Les camions militaires viennent emmener les cadavres, et avec eux « nos souvenirs les plus chers partent, tout comme une grande partie de l’Histoire de notre ville, où tout le monde pleure ses morts sans un dernier au revoir, sans préavis » constate, la plume tremblante, Claudio Bocia, ultra iconique de l’Atalanta.

L’Eco di Bergamo parle de 4.500 décès rien que dans sa province. Alors que la ville lombarde de Codogno était déjà en quarantaine, Bergame continuait de vivre. En tout cas, son activité économique.
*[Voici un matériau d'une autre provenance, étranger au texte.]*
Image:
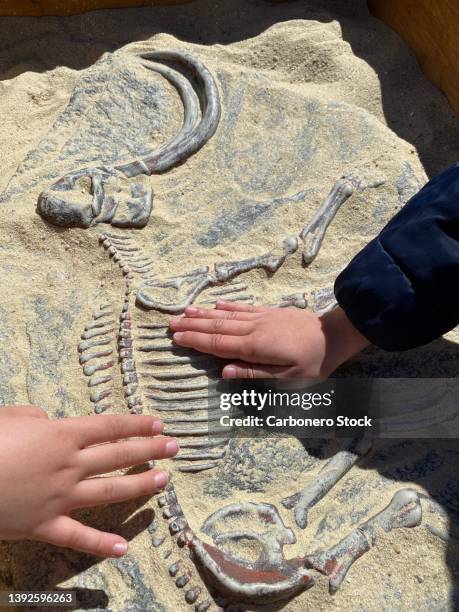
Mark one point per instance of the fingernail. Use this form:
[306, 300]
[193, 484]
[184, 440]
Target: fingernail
[230, 372]
[172, 448]
[157, 428]
[119, 549]
[160, 480]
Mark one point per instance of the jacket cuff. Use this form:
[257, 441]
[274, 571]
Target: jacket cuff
[380, 301]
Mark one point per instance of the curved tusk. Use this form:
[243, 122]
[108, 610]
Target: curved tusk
[194, 134]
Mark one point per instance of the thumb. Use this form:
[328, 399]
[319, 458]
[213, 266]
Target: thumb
[241, 369]
[68, 533]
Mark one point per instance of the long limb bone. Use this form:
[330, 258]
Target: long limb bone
[197, 281]
[326, 479]
[403, 511]
[314, 232]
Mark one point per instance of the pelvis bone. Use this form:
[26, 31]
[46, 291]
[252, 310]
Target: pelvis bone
[268, 578]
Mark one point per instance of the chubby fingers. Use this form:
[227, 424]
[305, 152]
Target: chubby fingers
[211, 325]
[222, 313]
[255, 370]
[108, 428]
[115, 456]
[69, 533]
[240, 307]
[220, 345]
[113, 489]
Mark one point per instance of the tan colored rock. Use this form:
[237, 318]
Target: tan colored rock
[38, 8]
[430, 28]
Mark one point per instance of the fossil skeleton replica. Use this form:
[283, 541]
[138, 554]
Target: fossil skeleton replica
[174, 383]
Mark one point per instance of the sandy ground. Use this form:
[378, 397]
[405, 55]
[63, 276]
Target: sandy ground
[310, 91]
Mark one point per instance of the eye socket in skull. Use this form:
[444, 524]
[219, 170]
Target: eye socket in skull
[96, 195]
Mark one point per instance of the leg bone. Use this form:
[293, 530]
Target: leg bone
[403, 511]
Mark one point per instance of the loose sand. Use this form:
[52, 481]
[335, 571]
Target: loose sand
[310, 91]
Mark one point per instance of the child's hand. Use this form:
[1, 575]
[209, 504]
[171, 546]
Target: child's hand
[47, 469]
[270, 342]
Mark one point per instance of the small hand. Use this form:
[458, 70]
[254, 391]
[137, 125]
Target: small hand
[270, 342]
[50, 467]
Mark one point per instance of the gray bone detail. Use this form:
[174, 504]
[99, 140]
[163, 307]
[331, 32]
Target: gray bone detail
[403, 511]
[107, 194]
[201, 279]
[314, 232]
[325, 480]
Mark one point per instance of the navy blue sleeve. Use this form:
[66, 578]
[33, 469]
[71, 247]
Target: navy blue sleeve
[402, 289]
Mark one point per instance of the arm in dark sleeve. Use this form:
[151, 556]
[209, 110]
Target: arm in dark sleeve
[402, 289]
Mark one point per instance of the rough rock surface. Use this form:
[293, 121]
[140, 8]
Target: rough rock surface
[301, 107]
Bergame est l’une des régions les plus prospères d’Italie et il n’était pas du goût des gouvernements, ni des plus grosses entreprises, de fermer boutique : « Les propriétaires de grandes entreprises de la région ont davantage pensé à la productivité plutôt que de préserver de la contagion leurs concitoyens, leurs propres travailleurs », enrage Bocia, dans une lettre qui l’envoie au Président de son club de cœur.
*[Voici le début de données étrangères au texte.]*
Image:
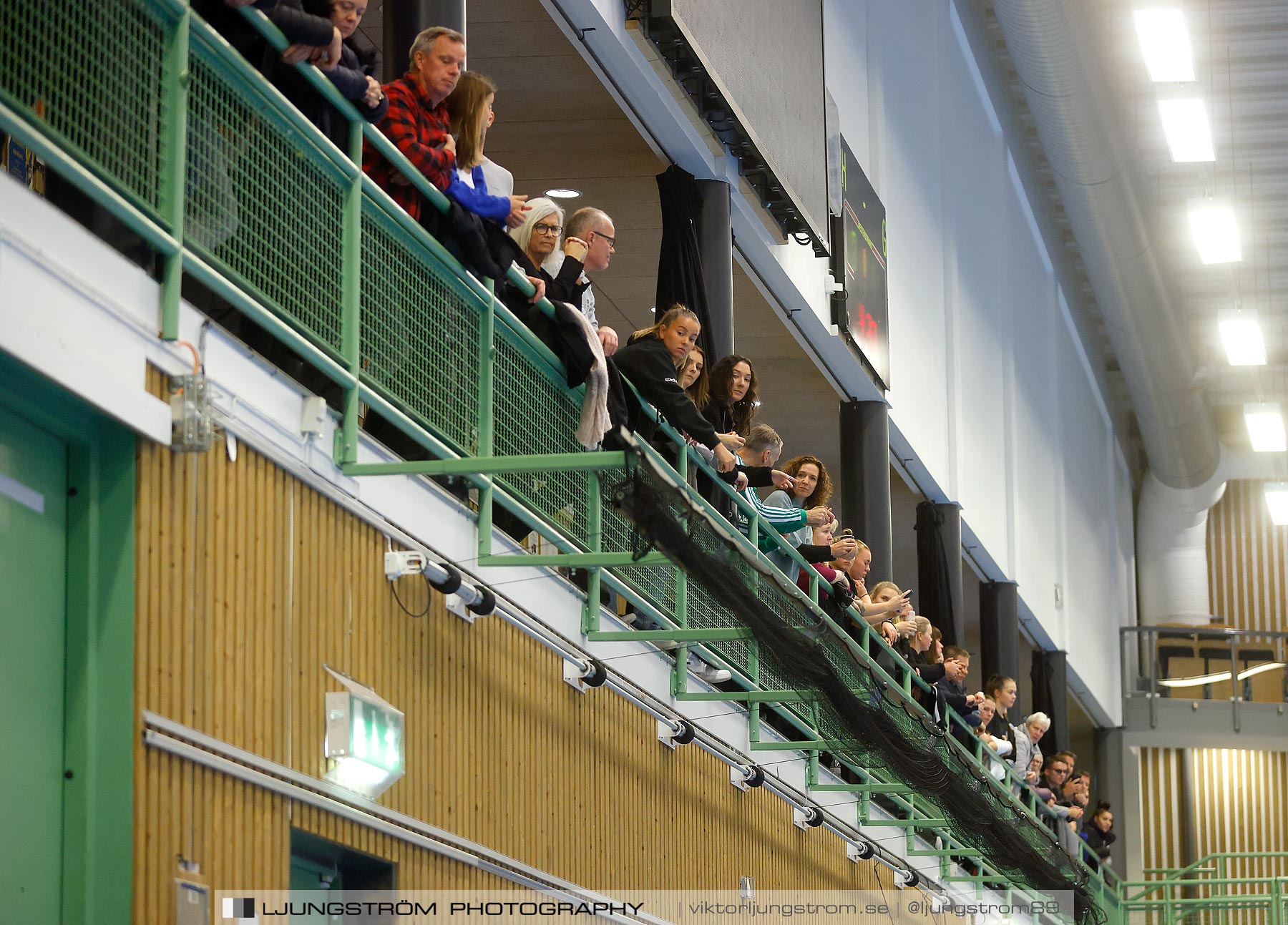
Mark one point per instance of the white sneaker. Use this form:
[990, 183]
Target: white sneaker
[708, 672]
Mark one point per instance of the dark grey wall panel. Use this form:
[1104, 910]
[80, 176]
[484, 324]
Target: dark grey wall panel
[766, 58]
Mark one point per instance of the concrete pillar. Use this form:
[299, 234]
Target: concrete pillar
[866, 481]
[940, 569]
[405, 21]
[715, 246]
[1051, 696]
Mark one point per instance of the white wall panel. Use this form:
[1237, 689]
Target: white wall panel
[972, 187]
[1090, 614]
[1028, 293]
[903, 40]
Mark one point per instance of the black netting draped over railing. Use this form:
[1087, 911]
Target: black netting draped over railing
[861, 715]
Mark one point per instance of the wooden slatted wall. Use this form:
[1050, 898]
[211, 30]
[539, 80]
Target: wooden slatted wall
[249, 582]
[1247, 559]
[1159, 807]
[1239, 803]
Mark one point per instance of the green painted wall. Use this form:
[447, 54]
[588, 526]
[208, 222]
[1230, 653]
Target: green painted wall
[92, 679]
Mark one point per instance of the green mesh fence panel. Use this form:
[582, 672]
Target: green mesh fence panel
[535, 415]
[92, 74]
[263, 201]
[419, 333]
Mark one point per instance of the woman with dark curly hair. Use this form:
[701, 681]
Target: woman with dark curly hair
[813, 489]
[734, 396]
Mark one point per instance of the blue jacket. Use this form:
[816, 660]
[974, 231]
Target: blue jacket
[478, 200]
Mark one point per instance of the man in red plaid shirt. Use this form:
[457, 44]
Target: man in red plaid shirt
[416, 122]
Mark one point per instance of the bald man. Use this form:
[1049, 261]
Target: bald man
[592, 239]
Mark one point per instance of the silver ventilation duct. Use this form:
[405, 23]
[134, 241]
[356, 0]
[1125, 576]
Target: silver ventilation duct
[1054, 47]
Et la légende de la Curva Nord de dénoncer : « Puis, à la télévision, vous voyez qu’ils parlent et discutent. Ils se disputent sur quand reprendre le championnat. Et, inévitablement, nous parlons d’argent, des droits télévisions, des salaires, des revenus,… de cet argent maudit qui détruit le sens et la valeur d’une vie ! ».

Dans ce contexte, se chamaillent joueurs et dirigeants du Barca sur une réduction d’un salaire habituellement 100 à 1.000 fois plus élevé que celui d’une infirmière. Dans ce contexte, « de ville[s] qui souffre[nt], à genoux, et qui se batte[nt] chaque jour contre la mort atroce et douloureuse », les grands groupes TV veulent forcer, d’une manière ou d’une autre, la poursuite des championnats. Dans ce contexte, « où vous voyez votre peuple s’en aller seul, avec des chars de l’armée, pour être incinéré dans d’autres villes », l’intérêt économique de ceux qui ont surchargé les calendriers footballistiques, à tel point qu’il est devenu impensable de terminer les championnats avant le 30 juin sans mettre en péril la santé des joueurs, devrait passer avant la santé des gens.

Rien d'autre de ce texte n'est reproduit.